Вопрос этот у матери вырвался непрошенно, сам собою, она уж пожалела о нем, да было поздно. Не умеющая лгать, сейчас она промолчала, плечи ее задрожали – быстро понесла уголок платка к глазам. Чуть слышно вымолвила:
– Прости меня, отец. Дьявол, знать, попутал.
– Господь простит, – сказал он необычайно тихо и примирительно. Увидав вошедшего в избу Леньку, так же спокойно спросил, указав на свою перебинтованную голову: – Твоя, сынок, работа?.. Убить папаньку захотел?
Ленька вмиг сделался пунцовым. Отнекиваться, однако ж, не стал, выпалил быстро и решительно:
– А тебя и следоват!
– Вот как хорошо! Ну-ну. Спасибо, сынок.
В груди у мамы так все и оборвалось, захолодело. Минута, в течение которой она ожидала взрыва, тянулась томительно долго, как бы вытягивалась в тонкую струну, от которой в ушах звенело. Но взрыва не последовало. Краска с Ленькиного лица схлынула. Бледный и молчаливый, он некоторое время стоял еще перед отцом, готовый, кажется, ко всему. Затем тряхнул белыми кудрями и выскочил на улицу. Отец долго еще смотрел на дверь, потом поднялся из-за стола. Спросил у жены:
– Карюха с Майкой где? Что-то ни в хлеву, ни во дворе не видать?

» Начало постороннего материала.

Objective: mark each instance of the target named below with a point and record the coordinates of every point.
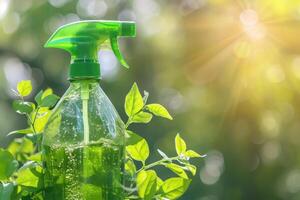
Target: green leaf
(24, 88)
(145, 97)
(146, 184)
(47, 92)
(133, 101)
(29, 175)
(139, 151)
(132, 138)
(6, 190)
(159, 110)
(192, 169)
(19, 147)
(130, 167)
(192, 154)
(36, 157)
(180, 145)
(22, 131)
(142, 117)
(22, 107)
(41, 119)
(8, 164)
(159, 183)
(177, 169)
(162, 154)
(49, 101)
(174, 188)
(38, 97)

– Мишка в сад к дедушке увел. Там по-над берегом попасутся маненько.
– Гляди, мать, как бы не угостить бирюков нашей Майкой.
– Днем-то? Что ты, господь с тобой!
– Они и днем могут. Их вон сколько развелось в лесу. У мельника, слышь, прошлогоднюю телку подвалили. На Клину, средь бела дня. Так что пойду-ка я в сад. А то чего доброго…
– К мельнику, поди, завернешь? – спросила мать упавшим голосом.
– Вот еще придумаешь!.. Вернусь скоро.
Он и вправду быстро вернулся с кобылой и долго охаживал руками красавицу Майку, то обнимая ее лебединую, отороченную мягкой волнистой гривкой шею, то целуя в теплые бархатные губы, то перебирая пальцами куцый пушистый хвост. Напевал при этом себе под нос старинную песенку про отца, который был природный пахарь, что было верным признаком душевного потепления. Песня эта размягчала папаньку, и он становился непривычно добрым и к людям, и к животным. Не отшвырнул даже Хавронью, которая, похрюкивая, прилаживалась почесаться боком о его ногу – верно, догадывалась, что сейчас ей это будет позволено.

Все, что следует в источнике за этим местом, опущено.